Natter
- Website type: Social Network
- Launched: November 2014

= Natter (social network) =

Social network

Natter was a social network, often referred to as a "microblogging" or even "micro-microblogging" platform. Natter allowed its users or “natterers” to post up to 100 characters and an image in each post, which could then be seen by any online users.

Natter was first launched in 2014 as a website at natter.com, and later launched apps for both iOS and Android. Originally, each post could only contain up to three words and a hashtag.

On Friday, July 29, 2016, Natter ceased operations, due to competition, as well as a lack of funds.

In February 2017 Natter relaunched with a redesigned chat style app including direct messaging between users.

On September 6, 2018, Natter was shut down once again due to a steep decline in its userbase. Potential buyers of the software had approached Neil Stanley, the owner of Natter at the time, but ultimately backed out after too large a demand.

As of 2018, Natter's official website is defunct.

== Community ==
Since its relaunch, the Natter user base grew rapidly after receiving significant aid from posts made on other social media sites, such as Tumblr and Twitter. Natter has thus developed a tight-knit community to the extent that it has commonly been referred to as a family by regular users.
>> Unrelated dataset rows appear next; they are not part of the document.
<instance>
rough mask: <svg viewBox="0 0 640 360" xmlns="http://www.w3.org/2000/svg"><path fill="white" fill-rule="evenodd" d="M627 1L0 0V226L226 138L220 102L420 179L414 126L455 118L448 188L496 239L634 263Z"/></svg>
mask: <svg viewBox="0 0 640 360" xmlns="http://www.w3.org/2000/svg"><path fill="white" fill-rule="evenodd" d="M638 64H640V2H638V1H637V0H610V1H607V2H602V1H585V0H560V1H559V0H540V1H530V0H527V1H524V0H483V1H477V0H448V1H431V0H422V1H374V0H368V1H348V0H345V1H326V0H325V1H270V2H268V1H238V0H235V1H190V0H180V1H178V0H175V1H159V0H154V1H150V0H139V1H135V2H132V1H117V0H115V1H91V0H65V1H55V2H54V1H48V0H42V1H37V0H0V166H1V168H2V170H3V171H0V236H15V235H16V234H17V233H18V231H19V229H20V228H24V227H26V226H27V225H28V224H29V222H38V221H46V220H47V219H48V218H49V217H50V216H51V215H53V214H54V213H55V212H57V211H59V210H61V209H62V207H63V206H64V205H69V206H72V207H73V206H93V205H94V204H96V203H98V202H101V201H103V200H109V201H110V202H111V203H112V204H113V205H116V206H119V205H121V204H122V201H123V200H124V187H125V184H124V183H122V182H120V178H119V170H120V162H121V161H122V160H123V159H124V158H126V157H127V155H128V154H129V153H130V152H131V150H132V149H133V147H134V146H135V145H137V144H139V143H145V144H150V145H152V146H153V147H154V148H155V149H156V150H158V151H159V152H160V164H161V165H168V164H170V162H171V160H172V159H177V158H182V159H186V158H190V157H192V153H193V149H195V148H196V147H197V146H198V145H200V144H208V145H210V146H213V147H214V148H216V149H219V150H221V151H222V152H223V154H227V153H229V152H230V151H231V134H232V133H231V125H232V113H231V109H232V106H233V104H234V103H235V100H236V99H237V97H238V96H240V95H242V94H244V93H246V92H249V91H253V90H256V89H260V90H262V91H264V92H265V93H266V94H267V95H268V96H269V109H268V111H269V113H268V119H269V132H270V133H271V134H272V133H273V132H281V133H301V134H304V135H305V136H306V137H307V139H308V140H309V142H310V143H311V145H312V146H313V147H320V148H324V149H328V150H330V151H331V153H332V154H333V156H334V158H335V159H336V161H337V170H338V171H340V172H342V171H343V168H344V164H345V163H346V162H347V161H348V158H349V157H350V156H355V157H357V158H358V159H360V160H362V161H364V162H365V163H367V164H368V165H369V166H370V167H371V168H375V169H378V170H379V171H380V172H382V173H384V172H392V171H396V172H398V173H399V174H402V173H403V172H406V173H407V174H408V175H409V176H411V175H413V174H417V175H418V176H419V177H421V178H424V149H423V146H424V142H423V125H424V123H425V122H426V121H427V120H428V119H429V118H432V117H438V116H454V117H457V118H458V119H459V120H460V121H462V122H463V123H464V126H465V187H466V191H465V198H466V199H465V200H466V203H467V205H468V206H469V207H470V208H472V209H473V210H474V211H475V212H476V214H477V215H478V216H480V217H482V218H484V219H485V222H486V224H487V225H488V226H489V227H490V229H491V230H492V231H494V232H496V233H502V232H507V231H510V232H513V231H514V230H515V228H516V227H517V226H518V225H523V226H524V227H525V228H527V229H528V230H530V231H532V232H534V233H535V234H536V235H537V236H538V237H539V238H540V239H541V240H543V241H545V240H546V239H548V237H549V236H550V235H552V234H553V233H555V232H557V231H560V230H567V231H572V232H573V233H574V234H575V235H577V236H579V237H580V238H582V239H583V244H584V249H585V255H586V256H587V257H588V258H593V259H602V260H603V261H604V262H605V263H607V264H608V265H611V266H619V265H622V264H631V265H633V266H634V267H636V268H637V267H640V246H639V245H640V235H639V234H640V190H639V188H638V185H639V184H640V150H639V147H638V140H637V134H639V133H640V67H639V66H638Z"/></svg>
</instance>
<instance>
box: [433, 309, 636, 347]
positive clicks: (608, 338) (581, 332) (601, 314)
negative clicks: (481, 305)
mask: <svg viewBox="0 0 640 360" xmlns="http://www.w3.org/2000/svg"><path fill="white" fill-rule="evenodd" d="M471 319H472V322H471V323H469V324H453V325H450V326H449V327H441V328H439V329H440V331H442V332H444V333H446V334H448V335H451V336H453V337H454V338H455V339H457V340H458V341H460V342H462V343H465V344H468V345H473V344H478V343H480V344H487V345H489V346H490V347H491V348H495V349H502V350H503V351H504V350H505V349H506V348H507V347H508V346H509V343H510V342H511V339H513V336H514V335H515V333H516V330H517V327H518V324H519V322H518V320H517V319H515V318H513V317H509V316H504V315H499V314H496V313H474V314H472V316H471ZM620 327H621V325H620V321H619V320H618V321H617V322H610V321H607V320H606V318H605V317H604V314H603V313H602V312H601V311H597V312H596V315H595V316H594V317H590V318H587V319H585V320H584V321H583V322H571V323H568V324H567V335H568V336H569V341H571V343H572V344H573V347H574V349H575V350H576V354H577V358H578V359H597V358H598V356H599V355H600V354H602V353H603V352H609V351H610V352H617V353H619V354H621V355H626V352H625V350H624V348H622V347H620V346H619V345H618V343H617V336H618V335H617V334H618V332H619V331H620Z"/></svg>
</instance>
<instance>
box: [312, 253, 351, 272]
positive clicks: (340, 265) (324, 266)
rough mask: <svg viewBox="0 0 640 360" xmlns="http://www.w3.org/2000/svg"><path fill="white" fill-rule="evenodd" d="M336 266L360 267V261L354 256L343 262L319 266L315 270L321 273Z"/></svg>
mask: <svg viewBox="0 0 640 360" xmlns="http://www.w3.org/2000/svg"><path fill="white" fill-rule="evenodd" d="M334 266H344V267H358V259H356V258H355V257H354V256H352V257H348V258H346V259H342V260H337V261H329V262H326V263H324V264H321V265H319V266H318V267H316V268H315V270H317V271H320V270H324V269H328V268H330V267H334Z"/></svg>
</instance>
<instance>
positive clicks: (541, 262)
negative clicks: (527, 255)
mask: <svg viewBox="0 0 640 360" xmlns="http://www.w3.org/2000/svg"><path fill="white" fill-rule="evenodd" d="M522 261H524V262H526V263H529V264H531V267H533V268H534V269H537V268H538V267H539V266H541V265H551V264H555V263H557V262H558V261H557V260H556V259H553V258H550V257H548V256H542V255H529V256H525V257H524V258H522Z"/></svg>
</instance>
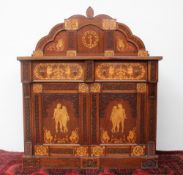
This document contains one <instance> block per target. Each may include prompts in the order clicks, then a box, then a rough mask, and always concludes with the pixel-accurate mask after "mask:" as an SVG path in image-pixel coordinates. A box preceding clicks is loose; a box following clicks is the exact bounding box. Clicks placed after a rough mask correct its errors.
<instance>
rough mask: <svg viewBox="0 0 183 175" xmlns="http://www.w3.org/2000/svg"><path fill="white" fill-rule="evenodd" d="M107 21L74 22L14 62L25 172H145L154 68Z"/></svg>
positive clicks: (152, 157) (73, 19)
mask: <svg viewBox="0 0 183 175" xmlns="http://www.w3.org/2000/svg"><path fill="white" fill-rule="evenodd" d="M160 59H161V57H160V56H149V55H148V52H147V51H146V49H145V46H144V44H143V42H142V40H141V39H140V38H138V37H136V36H135V35H133V34H132V32H131V31H130V29H129V28H128V27H127V26H126V25H124V24H122V23H119V22H117V21H116V20H115V19H113V18H111V17H110V16H108V15H97V16H94V12H93V9H92V8H91V7H89V8H88V9H87V12H86V16H83V15H74V16H72V17H70V18H68V19H65V21H64V23H60V24H58V25H56V26H55V27H53V28H52V30H51V31H50V33H49V34H48V35H47V36H45V37H43V38H42V39H41V40H40V41H39V42H38V44H37V46H36V49H35V51H34V52H33V55H32V56H31V57H18V60H19V61H20V62H21V80H22V84H23V117H24V145H25V149H24V158H23V166H24V168H30V167H34V168H40V167H46V168H51V167H57V168H100V167H101V168H103V167H110V168H139V167H142V168H152V167H157V166H158V156H157V155H156V121H157V119H156V115H157V113H156V108H157V81H158V61H159V60H160Z"/></svg>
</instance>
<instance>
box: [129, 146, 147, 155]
mask: <svg viewBox="0 0 183 175" xmlns="http://www.w3.org/2000/svg"><path fill="white" fill-rule="evenodd" d="M144 155H145V146H144V145H136V146H132V152H131V156H144Z"/></svg>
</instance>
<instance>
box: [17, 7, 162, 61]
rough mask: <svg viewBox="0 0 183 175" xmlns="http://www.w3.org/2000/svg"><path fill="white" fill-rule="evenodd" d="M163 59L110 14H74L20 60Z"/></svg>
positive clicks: (19, 58)
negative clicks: (34, 48) (113, 17)
mask: <svg viewBox="0 0 183 175" xmlns="http://www.w3.org/2000/svg"><path fill="white" fill-rule="evenodd" d="M76 59H77V60H78V59H79V60H86V59H87V60H91V59H92V60H98V59H100V60H114V59H116V60H160V59H162V57H159V56H157V57H149V53H148V51H147V50H146V48H145V45H144V43H143V41H142V40H141V39H140V38H139V37H137V36H135V35H134V34H133V33H132V31H131V30H130V28H129V27H128V26H126V25H125V24H123V23H120V22H117V21H116V19H114V18H112V17H110V16H108V15H103V14H101V15H97V16H94V11H93V9H92V8H91V7H89V8H88V9H87V11H86V16H84V15H73V16H71V17H69V18H67V19H65V20H64V23H60V24H57V25H56V26H54V27H53V28H52V29H51V30H50V32H49V34H48V35H47V36H44V37H43V38H41V39H40V40H39V41H38V43H37V45H36V48H35V51H34V52H33V54H32V56H31V57H18V60H76Z"/></svg>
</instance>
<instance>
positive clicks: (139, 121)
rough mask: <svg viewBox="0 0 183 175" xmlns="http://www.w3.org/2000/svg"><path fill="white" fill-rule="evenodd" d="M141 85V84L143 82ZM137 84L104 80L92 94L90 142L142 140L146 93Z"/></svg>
mask: <svg viewBox="0 0 183 175" xmlns="http://www.w3.org/2000/svg"><path fill="white" fill-rule="evenodd" d="M142 84H143V85H144V83H142ZM138 86H139V83H138V84H137V83H103V84H102V90H101V93H96V94H93V95H92V113H91V114H92V117H91V123H92V124H91V130H92V132H91V133H92V143H93V144H139V143H143V142H144V140H143V136H144V132H145V128H144V115H145V112H144V111H145V106H144V104H145V103H144V102H145V95H144V93H142V92H139V88H138Z"/></svg>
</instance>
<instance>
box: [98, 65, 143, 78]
mask: <svg viewBox="0 0 183 175" xmlns="http://www.w3.org/2000/svg"><path fill="white" fill-rule="evenodd" d="M95 76H96V79H97V80H144V79H146V67H145V64H140V63H99V64H98V65H96V71H95Z"/></svg>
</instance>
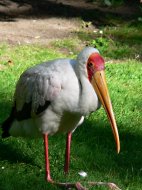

The community often put on role-playing events dubbed "god wars", in which users change their icons and adopt characterized personas. These events have resulted in the development of "Natter Lore" surrounding some users and the nature of the social media site.

Once Natter had been shut down, with none willing to purchase it, a Mastodon instance of the same name was created, prompting a significant portion of the community to migrate to it.